With the setup.py config, a BentoArchive can also be uploaded to pypi.org as a public python package, or to your organization's private PyPI index for all developers in your organization to use:

cd ./bento_archive/IrisClassifier/v0.0.1/

# You will need a ".pypirc" config file before doing this:
# https://docs.python.org/2/distutils/packageindex.html
python setup.py sdist upload

Use as CLI tool

When pip install a BentoML archive, it also provides you with a CLI tool for accsing your BentoService's APIs from command line:

pip install ./bento_archive/IrisClassifier/v0.0.1/

IrisClassifier info  # this will also print out all APIs available

IrisClassifier predict --input='./test.csv'

Alternatively, you can also use the bentoml cli to load and run a BentoArchive directly:

bentoml info ./bento_archive/IrisClassifier/v0.0.1/

bentoml predict ./bento_archive/IrisClassifier/v0.0.1/ --input='./test.csv'

More About BentoML

We build BentoML because we think there should be a much simpler way for machine learning teams to ship models for production. They should not wait for engineering teams to re-implement their models for production environment or build complex feature pipelines for experimental models.

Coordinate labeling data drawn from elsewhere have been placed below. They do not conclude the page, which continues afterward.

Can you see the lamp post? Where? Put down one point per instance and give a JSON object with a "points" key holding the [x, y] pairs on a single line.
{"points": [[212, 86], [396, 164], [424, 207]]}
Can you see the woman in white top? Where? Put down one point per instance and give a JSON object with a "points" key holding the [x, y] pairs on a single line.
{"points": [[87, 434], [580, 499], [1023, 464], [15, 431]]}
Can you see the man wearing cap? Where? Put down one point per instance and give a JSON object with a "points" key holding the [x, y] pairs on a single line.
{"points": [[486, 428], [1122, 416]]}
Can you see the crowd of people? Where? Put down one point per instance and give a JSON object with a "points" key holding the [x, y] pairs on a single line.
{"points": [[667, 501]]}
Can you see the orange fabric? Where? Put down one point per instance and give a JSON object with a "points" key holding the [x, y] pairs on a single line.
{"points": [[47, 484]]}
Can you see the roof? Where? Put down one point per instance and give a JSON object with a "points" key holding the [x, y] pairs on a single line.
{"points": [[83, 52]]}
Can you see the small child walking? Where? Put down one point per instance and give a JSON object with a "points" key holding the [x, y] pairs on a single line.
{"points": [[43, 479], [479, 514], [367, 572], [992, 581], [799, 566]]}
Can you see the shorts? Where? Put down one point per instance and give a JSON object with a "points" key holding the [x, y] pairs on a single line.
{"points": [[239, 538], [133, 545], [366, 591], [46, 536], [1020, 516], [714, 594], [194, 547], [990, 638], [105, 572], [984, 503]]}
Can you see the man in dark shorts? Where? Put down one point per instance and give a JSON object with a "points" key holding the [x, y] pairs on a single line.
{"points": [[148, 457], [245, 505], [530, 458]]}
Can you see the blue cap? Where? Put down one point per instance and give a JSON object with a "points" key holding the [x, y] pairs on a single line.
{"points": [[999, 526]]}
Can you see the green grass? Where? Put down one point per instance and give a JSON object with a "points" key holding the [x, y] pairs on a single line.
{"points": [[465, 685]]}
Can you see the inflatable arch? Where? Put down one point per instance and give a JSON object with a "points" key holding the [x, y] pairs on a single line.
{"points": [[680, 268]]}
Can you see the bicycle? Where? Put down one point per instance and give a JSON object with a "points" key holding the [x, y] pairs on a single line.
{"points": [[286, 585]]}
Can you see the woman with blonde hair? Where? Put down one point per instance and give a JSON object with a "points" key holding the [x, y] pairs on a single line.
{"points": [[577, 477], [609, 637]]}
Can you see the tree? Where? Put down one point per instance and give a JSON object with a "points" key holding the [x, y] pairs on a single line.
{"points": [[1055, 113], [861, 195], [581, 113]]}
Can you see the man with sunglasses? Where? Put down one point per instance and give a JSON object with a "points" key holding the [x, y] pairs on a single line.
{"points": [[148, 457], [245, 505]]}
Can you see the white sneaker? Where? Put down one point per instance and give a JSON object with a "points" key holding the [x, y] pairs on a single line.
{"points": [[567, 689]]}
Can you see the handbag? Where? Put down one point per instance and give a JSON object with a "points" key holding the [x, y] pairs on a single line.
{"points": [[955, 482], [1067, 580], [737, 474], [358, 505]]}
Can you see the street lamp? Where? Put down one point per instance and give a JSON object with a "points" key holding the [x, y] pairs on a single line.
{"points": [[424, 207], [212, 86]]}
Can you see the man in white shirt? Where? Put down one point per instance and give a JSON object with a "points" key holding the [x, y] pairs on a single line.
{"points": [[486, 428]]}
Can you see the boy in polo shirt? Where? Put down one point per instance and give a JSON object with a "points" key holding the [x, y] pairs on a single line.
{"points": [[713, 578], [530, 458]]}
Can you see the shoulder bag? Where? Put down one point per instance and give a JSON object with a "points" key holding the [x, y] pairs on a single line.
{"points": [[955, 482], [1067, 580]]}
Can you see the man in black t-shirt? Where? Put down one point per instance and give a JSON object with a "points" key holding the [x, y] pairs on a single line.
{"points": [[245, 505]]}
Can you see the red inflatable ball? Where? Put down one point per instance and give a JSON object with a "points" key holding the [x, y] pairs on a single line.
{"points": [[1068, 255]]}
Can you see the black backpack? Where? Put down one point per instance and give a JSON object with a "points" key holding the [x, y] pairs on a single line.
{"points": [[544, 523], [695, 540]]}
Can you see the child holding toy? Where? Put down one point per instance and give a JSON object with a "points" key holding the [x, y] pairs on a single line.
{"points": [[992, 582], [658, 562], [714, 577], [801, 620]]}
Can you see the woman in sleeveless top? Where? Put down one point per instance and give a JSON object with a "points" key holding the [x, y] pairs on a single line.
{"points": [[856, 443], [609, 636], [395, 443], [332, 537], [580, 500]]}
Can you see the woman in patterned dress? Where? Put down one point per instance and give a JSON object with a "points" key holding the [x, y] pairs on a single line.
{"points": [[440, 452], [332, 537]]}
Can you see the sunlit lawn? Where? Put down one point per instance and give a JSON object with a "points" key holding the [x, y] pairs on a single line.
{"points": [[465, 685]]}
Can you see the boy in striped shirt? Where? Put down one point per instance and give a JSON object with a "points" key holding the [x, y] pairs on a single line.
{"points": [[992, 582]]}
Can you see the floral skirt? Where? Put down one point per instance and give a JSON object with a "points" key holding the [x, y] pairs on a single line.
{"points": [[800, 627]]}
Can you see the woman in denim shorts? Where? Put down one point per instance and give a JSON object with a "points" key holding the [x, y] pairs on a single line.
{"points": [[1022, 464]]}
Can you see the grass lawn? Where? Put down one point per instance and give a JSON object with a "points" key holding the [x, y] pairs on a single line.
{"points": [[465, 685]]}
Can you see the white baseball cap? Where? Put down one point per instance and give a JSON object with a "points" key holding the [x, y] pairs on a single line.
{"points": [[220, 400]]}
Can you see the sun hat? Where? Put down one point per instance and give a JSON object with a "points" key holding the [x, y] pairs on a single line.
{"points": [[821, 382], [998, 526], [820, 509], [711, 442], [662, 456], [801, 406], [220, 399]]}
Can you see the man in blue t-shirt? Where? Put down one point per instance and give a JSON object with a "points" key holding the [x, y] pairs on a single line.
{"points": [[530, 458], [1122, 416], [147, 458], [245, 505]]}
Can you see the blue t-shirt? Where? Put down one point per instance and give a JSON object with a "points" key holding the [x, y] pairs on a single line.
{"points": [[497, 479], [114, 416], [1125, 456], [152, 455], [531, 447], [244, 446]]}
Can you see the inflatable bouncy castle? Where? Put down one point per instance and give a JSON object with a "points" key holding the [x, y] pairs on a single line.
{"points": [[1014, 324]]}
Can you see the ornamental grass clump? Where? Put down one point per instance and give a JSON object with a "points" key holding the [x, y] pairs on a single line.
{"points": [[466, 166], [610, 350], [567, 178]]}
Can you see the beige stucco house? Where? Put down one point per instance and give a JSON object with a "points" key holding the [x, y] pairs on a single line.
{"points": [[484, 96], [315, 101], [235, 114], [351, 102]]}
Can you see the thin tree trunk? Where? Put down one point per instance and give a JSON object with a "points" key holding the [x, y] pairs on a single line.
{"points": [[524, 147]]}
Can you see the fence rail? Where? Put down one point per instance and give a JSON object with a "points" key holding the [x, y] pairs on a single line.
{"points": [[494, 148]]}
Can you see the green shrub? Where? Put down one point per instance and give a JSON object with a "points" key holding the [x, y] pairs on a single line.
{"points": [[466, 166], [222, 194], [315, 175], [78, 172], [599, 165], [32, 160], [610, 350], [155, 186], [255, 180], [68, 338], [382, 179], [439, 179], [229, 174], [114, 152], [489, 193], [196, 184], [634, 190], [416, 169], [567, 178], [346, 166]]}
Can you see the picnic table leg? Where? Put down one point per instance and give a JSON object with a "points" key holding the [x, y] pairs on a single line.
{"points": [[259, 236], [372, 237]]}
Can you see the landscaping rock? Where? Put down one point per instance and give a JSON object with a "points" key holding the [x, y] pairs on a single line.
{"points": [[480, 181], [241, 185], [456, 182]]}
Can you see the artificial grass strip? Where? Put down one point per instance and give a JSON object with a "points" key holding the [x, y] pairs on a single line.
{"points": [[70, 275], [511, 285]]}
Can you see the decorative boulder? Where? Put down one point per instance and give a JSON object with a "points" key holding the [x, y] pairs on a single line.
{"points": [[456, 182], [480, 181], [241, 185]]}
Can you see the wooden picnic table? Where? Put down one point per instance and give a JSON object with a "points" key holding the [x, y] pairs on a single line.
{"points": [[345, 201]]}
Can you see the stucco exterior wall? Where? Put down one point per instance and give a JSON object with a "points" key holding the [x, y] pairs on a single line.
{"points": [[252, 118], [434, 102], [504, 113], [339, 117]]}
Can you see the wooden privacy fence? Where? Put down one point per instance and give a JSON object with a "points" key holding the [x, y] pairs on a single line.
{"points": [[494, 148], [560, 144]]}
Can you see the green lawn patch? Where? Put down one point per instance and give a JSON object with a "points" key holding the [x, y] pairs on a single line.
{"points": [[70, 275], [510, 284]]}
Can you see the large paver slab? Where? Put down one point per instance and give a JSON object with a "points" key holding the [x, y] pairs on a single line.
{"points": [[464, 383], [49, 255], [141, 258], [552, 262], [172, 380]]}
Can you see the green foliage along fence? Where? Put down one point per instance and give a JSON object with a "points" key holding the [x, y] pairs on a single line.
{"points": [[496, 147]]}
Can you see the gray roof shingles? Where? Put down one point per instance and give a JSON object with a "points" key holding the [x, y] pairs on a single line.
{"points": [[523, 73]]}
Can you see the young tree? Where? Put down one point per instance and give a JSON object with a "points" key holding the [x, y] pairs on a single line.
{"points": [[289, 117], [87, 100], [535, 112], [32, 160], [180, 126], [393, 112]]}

Our vision is to empower Machine Learning scientists to build and ship their own models end-to-end as production services, just like software engineers do. BentoML is enssentially this missing 'build tool' for Machine Learing projects.

Examples

All examples can be found in the BentoML/examples directory.

Releases and Contributing

BentoML is under active development. Current version is a beta release, we may change APIs in future releases.

Want to help build BentoML? Check out our contributing documentation.

License

BentoML is GPL-3.0 licensed, as found in the COPYING file.